1. Field of the Invention
The present invention relates to the area of glass processing, and in particular, the production of glasses in which bubbles or porosities have been reduced or eliminated entirely.
Fluoride glasses have been employed in fabricating ultra low loss optical fibers and high energy laser windows. Optical fibers made from zirconium, barium, lanthanum, aluminum, and sodium (ZBLAN) fluorides have the potential for ultra low losses, with a theoretical lower limit of 0.01 dB/km. However, the process of melting and casting glass preforms from these materials results in the formation of bubbles in the core and at the core clad interface. Thus, fluoride glasses have yet to replace existing materials due to the problem of high extrinsic scattering in the glasses due to such bubbles. The elimination of such bubbles can provide the high quality optical materials required for ultra low loss optical fibers and high energy laser windows.
The use of fluoride glasses for ultra low loss optical fibers is limited by the transmission loss or attenuation in these fibers. Since the ultimate application of ultra low loss fibers is for long length, repeaterless communications systems, both low transmission loss and length of low loss fibers are of equal concern.
Numerous preform processing techniques have been attempted to provide ultra low loss fluoride glass fibers (Comyns (1989) Critical Reports on Applied Chemistry 27:187-92). All these techniques resulted in fibers with large extrinsic scattering losses, due primarily to bubbles in the center of the preform core and at the core-cladding interface. State of the art glass casting processes have reduced the severity of bubble formation by casting the glasses at lower temperatures to minimize contraction, yet micro-bubbles remain a problem.
The lowest loss achieved with fluoride glass optical fibers has been reported to be 0.7 dB/km for a fiber 30 meters long (Kanamore et al. (1986) Jpn. J. Appl. Phys. 25: L468-L470). Due to the short length of the fiber measured, some laboratories have questioned the accuracy of this measurement, and most researchers believe that the fiber should be at least 100 meters long to obtain accurate measurements. The lowest loss reported for a 100 meter length fluoride fiber is 2.6 dB/km (Williams et al. (1989) Extended Abstracts of the 6th International Conference on Halide Glasses, Clausthal, FRG, pages 521-25).

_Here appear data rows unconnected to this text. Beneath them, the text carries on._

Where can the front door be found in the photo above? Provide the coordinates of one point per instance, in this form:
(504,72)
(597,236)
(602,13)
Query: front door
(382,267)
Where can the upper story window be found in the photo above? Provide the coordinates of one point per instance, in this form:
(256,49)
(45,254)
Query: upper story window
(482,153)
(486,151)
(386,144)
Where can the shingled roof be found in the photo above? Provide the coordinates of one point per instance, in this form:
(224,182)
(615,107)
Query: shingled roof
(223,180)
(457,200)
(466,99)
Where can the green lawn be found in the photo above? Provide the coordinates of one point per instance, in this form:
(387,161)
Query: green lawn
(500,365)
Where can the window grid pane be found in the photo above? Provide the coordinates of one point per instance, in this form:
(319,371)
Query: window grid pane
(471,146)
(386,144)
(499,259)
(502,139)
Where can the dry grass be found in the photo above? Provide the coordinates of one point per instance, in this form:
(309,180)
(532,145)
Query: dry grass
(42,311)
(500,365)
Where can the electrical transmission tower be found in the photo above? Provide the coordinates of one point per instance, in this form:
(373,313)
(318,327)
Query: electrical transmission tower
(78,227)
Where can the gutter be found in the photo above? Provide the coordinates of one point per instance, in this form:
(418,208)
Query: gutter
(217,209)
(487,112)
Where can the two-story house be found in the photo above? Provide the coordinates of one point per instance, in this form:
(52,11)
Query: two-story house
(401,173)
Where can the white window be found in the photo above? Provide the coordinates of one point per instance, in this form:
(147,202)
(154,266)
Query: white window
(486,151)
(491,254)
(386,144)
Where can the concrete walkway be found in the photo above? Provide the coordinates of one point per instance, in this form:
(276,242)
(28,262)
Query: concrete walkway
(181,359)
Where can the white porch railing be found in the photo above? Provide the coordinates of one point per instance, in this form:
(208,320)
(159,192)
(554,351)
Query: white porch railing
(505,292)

Fluoride glasses have been estimated to have an intrinsic loss of &lt;0.01 dB/km. The use of such glasses would therefore theoretically increase the distance light signals could be transmitted by an order of magnitude relative to present silica optical fibers, which have intrinsic losses of 0.16 dB/km. The problems in achieving the intrinsic loss values for fluoride fibers are associated with absorption from transition metal ions and rare earth metal ion impurities, and the extrinsic scattering sources which result from glass processing and fiberizing. Presently, the impurity absorptions contribute very little to the measured losses in these fibers, while the scattering losses are the dominant cause of such high optical losses. Therefore, to reduce the scattering losses in these fibers, the method of glass processing requires modification so as to eliminate the sources of defects which give rise to extrinsic scattering.
The lowest losses achieved for fluoride glass optical fibers have all been achieved via a glass melting and casting process to fabricate preforms which are then drawn into fibers. The preform making processes all involve the casting of a core glass into a slightly lower refractive index cladding glass tube. When the core glass is cast, bubbles can be entrapped at the core/cladding glass interface. Then, as the core glass solidifies, a large thermal contraction occurs, creating bubbles in the center of the core. These resultant bubbles not only scatter light, but also provide nucleation sites for crystal formation when the preform is subsequently drawn into a fiber.
While attempts have been made to remove bubbles from fluoride glasses by isothermal heat treatments, this technique has not proved successful (McNamara et al. (1987) Jour. Non-Cryst. Solids 95 & 96:625-32). Some bubbles were eliminated by these heat treatments (presumably vacuum bubbles), but most collapsed to only a minimum diameter, while others broke up into many tiny micro-bubbles. In addition, the temperatures required to remove even the vacuum bubbles were excessive, causing the glass to crystallize and slump or distort geometrically.
As far as the present inventors are aware, no documented methods exist which will produce bubble-free fluoride glass preforms or bulk fluoride glass. Also, while HIP has been used previously to provide reduce defects in the production of conventional silica glass, conventional silica glasses, because of their greater viscosity and the large spread which exists between their glass transition temperatures and their melting points, are less prone to bubbles and crystallization than are fluoride glass fibers. Thus, the ability of a procedure to prevent or reduce defects in a silica glasses is not indicative of that procedure's ability to provide similar benefits in fluoride glasses.